Take ten glasses and number them from 1 to 10. Now, Considering wine bottles 63 for instance. Its binary code would be 0000111111. So pour it into glasses 1,2,3,4,5 and 6 (i.e. where ever you get 1 in digits place in the binary code).

Do this for all the bottles. and make those 10 prisoners drink wines in these 10 glasses.

Based on how many prisoner die you'll be able to get 1s in the binary code. For instance, prisoner 1,4,6,9 and 10 die and rest remain alive. Thus, we can conclude that the poisoned bottle binary code would be 1100101001. Reconvert the binary code to decimal form. You'll get the answer.

10. @Freddo

Would you care to elaborate on the logic behind this procedure?

How are we able to accomplish (or make the answer apparent)it in the binary system and not in the decimal system?

11. Sorry dude.. got it .. was a little put off by the binary representation :P ..... but figured out the logic.. every number can be expressed as a sum of powers of two (that's how the wine sampling is done)... seems like a gem of a puzzle :)

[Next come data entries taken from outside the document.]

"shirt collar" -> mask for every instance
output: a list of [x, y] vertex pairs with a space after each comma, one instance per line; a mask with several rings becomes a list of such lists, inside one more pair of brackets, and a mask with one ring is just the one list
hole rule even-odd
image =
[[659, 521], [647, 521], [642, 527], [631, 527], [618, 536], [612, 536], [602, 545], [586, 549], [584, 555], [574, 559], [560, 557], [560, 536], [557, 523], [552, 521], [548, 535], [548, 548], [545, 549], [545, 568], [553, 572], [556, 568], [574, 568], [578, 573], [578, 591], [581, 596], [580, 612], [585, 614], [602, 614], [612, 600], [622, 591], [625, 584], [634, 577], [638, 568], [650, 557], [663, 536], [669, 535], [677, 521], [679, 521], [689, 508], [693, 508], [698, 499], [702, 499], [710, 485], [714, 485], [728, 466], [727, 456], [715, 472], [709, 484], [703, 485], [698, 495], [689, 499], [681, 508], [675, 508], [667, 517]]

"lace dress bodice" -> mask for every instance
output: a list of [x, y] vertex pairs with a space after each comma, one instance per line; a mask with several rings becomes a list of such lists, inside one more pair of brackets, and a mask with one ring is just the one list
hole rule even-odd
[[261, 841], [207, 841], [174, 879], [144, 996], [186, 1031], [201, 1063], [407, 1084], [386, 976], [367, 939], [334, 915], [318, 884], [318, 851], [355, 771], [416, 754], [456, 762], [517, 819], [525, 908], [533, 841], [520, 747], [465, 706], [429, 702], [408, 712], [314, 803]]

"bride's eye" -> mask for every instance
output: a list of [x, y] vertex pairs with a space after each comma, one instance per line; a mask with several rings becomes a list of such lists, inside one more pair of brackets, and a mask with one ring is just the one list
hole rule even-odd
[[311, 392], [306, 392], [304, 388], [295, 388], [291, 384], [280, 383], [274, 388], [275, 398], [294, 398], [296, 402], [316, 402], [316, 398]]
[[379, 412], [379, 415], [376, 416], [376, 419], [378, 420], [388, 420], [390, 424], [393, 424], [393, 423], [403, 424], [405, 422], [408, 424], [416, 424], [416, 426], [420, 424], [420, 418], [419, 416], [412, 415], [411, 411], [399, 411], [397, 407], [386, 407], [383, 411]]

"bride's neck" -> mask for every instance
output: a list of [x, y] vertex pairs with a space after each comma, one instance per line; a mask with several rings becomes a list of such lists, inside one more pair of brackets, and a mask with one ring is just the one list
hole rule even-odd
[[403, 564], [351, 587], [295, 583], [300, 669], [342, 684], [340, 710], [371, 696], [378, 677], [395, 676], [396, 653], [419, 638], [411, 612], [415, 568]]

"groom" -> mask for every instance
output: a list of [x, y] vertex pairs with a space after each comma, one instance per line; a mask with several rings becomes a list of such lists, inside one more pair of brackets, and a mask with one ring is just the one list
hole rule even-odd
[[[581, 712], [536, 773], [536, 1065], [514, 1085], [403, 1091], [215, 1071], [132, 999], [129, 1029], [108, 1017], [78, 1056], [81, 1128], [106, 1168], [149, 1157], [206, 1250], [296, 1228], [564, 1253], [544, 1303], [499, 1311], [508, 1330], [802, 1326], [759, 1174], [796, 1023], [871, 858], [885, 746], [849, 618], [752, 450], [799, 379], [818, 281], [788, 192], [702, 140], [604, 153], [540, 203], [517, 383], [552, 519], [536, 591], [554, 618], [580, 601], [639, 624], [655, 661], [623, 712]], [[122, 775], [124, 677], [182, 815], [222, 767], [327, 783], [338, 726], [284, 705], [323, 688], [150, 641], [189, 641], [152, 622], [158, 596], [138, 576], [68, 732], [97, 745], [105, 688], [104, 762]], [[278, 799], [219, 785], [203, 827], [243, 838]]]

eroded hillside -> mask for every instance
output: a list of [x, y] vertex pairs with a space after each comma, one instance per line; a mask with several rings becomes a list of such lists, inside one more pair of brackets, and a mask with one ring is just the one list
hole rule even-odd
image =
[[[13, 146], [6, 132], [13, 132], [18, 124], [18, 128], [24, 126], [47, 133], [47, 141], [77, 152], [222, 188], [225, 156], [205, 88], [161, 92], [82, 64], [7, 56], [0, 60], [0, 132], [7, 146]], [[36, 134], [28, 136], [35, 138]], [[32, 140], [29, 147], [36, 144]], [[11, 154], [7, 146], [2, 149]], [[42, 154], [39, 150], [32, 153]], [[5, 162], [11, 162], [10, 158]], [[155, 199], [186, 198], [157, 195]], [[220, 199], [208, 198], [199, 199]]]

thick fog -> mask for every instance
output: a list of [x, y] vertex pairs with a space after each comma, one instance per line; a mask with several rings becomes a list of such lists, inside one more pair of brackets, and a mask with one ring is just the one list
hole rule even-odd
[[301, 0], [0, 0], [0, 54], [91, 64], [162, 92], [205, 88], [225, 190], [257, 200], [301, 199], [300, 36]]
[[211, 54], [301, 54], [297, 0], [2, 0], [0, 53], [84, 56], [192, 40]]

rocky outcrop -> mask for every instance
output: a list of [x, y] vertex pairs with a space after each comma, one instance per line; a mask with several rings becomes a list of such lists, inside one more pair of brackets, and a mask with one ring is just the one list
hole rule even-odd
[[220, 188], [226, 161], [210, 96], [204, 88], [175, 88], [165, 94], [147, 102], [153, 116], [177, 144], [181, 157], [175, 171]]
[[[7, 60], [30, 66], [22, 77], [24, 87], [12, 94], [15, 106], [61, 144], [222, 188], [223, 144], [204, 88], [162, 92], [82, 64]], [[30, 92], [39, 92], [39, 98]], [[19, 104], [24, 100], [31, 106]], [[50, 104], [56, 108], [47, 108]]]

12. I think there's a slightly more intuitive way to conceptualize this.
Just work out the base cases (calculate the minimum people you need for 4-7 bottles) and you'll see what's going on.
You have one bottle that all 10 pick. Then one bottle that noone pick. Then you have 10 bottles with 10 different sets of 9 people each picking. Then you have all the possible bottles with X different sets of 8 people each picking. How do you figure out all the different combinations of 9, 8, 7 people? Basically, it's just 10 choose 0 plus 10 choose 1 plus 10 choose 2 plus ... plus 10 choose 10.
If I properly recall I think I may have proved at some point that the sum over 1<=n<=x of (x choose n) is equal to 2^n.